桜庭陽菜は、いつものように無表情で歩いていた。

日常の中で、彼女は他人の視線を避けるように、何事もなかったかのように振る舞っていた。

周囲の人々には目を向けず、心を閉ざして、ただ流れに身を任せるように生きている。

彼女の中には、他人の言葉や表情を避けるためのマスクが常にかかっていた。

誰にも見られないように、誰にも気づかれないように。

それでも、どこか心の中で空虚さが膨らみ、深い渇きが広がっていく。

誰かに気づかれることもなく、ただ一人で生きることには限界があると知りながらも、その感情を言葉にすることすらできなかった。

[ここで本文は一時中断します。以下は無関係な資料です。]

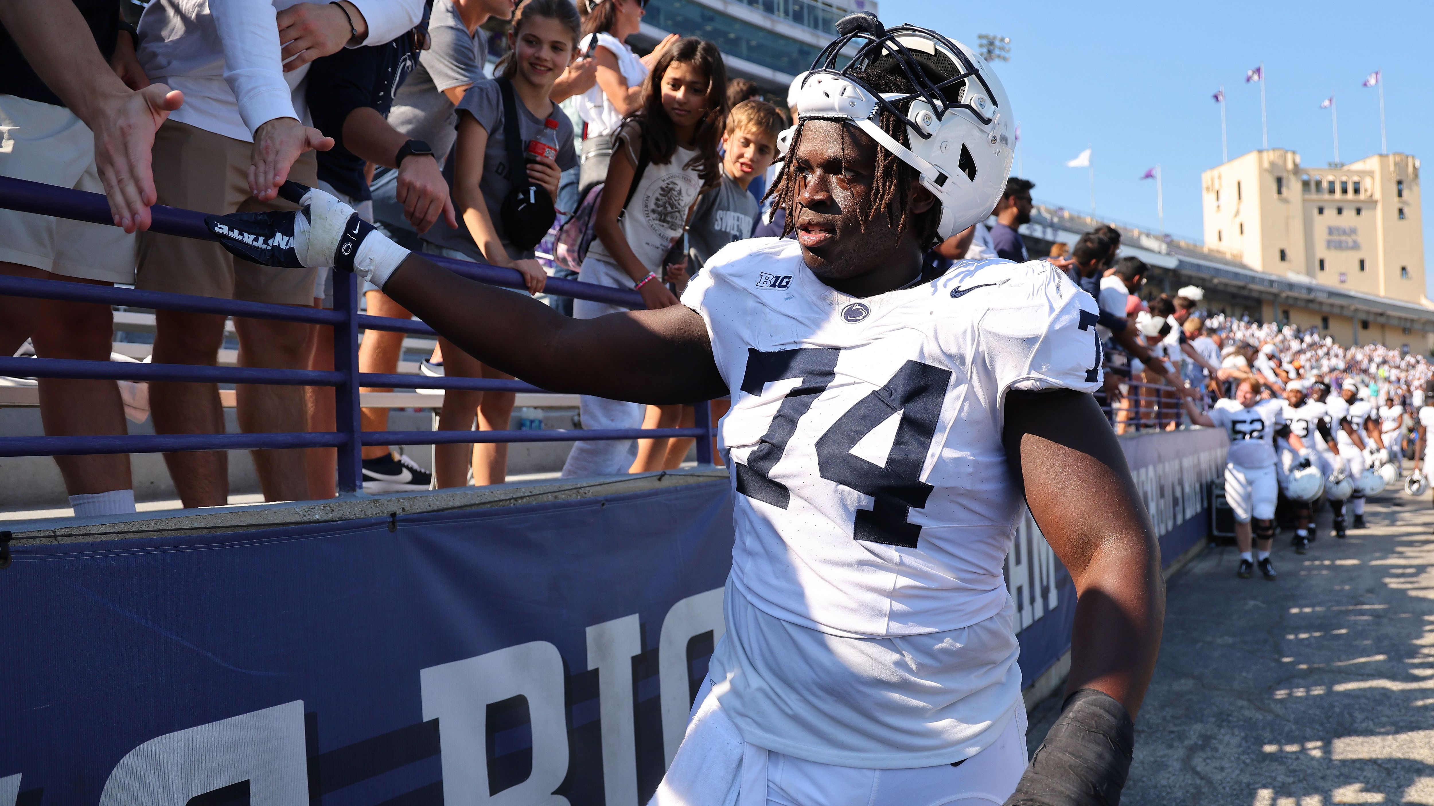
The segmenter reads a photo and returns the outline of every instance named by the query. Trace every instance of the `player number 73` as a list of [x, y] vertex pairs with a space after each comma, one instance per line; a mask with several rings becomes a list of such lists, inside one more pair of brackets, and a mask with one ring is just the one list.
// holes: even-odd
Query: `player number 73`
[[[840, 349], [819, 346], [747, 351], [747, 369], [741, 379], [744, 392], [760, 395], [766, 384], [790, 378], [800, 378], [800, 382], [782, 399], [771, 425], [747, 454], [746, 464], [734, 462], [737, 492], [787, 508], [790, 490], [769, 474], [782, 461], [797, 422], [830, 385], [840, 354]], [[921, 527], [906, 523], [906, 517], [912, 507], [925, 507], [932, 491], [929, 484], [921, 481], [921, 470], [936, 434], [949, 382], [949, 369], [908, 361], [882, 388], [858, 401], [817, 438], [817, 472], [822, 478], [873, 498], [870, 510], [856, 511], [852, 524], [855, 540], [916, 547]], [[898, 411], [901, 424], [885, 467], [850, 452], [862, 437]]]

満たされることなく、日々がただ過ぎていくだけだった。

その夜、陽菜はふと街を歩いていた。

いつもと変わらぬ、静かな街の灯りが淡く輝いている。

彼女はただその光を目指して歩き続けることしかできなかった。

足音が冷たい風とともに響く中、ふと耳に届く音があった。

最初は遠くの方から聞こえてきた歌声。

その声は、どこか懐かしさを感じさせるものだった。

陽菜はその音に引き寄せられるように、足を止めて振り向いた。

そこには、見知らぬ人物が路上で歌っていた。

彼は、通行人の目も気にせず、ただ一人で歌い続けている。

誰かに見られているわけでもなく、ただひたすらに歌うその姿は、どこか儚げで、しかし強い意志を感じさせた。

歌詞が耳に届く。

「どうせ誰も見ちゃいないから」

その言葉が陽菜の胸に響く。

まるで彼が自分に語りかけているかのような気がした。

陽菜は、胸の奥にひとしずくの安堵が流れ込むのを感じた。

しかしその安心感は、すぐに冷徹な現実に引き戻される。

歌声が止んだ後、再び彼女は孤独に包まれる。

心の中では、何かが揺れ動いていた。

彼の歌声に、少しだけ触れたことで、陽菜は無意識のうちに自分がその声に惹かれていることに気づく。

自分の心が不安定になるのを感じながらも、陽菜はそれを否定するかのように顔を背ける。

こんなことで心を動かされてはいけない、そんな思いが彼女の中で頭をもたげる。

それでも、歌声が耳から離れず、無意識のうちにその歌に引き寄せられる自分がいた。

陽菜は立ち止まったまま、何も言わず、ただその場にいた。